Memristor technology brings about an analog revolution

An IT industry analyst article published by SearchDataCenter.


We are always driven to try to do smarter things faster. It’s human nature. In our data centers, we layer machine learning algorithms over big and fast data streams to create that special competitive business edge (or greater social benefit!).

Yet for all its processing power, performance and capacity, today’s digital-based computing and storage can’t compare to what goes on inside each of our very own, very analog brains, which vastly outstrip digital architectures by six, seven or even eight orders of magnitude. If we want to compute at biological scales and speeds, we must take advantage of new forms of hardware that transcend the strictly digital.

Many applications of machine learning are based on examining data’s inherent patterns and behavior, and then using that intelligence to classify what we know, predict what comes next, and identify abnormalities. This isn’t terribly different from our own neurons and synapses, which learn from incoming streams of signals, store that learning, and allow it to be used “forward” to make more intelligent decisions (or take actions). In the last 30 years, AI practitioners have built practical neural nets and other types of machine learning algorithms for various applications, but they are all bound today by the limitations of digital scale (an exponentially growing Web of interconnections is but one facet of scale) and speed.

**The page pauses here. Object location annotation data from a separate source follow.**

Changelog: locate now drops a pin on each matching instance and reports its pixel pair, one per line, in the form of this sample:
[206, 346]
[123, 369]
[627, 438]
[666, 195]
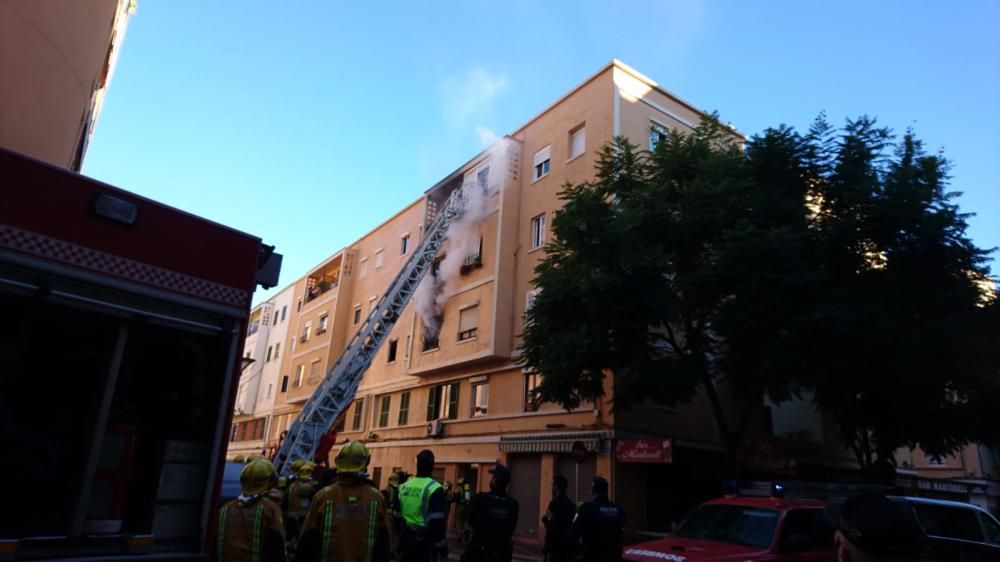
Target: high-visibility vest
[413, 499]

Today’s digital computing infrastructure, based on switching digital bits, faces some big hurdles to keep up with Moore’s Law. Even if there are a couple of magnitudes of improvement yet to be squeezed out of the traditional digital design paradigm, there are inherent limits in power consumption, scale and speed. Whether we’re evolving artificial intelligence into humanoid robots or more practically scaling machine learning to ever-larger big data sets to better target the advertising budget, there simply isn’t enough raw power available to reach biological scale and density with traditional computing infrastructure.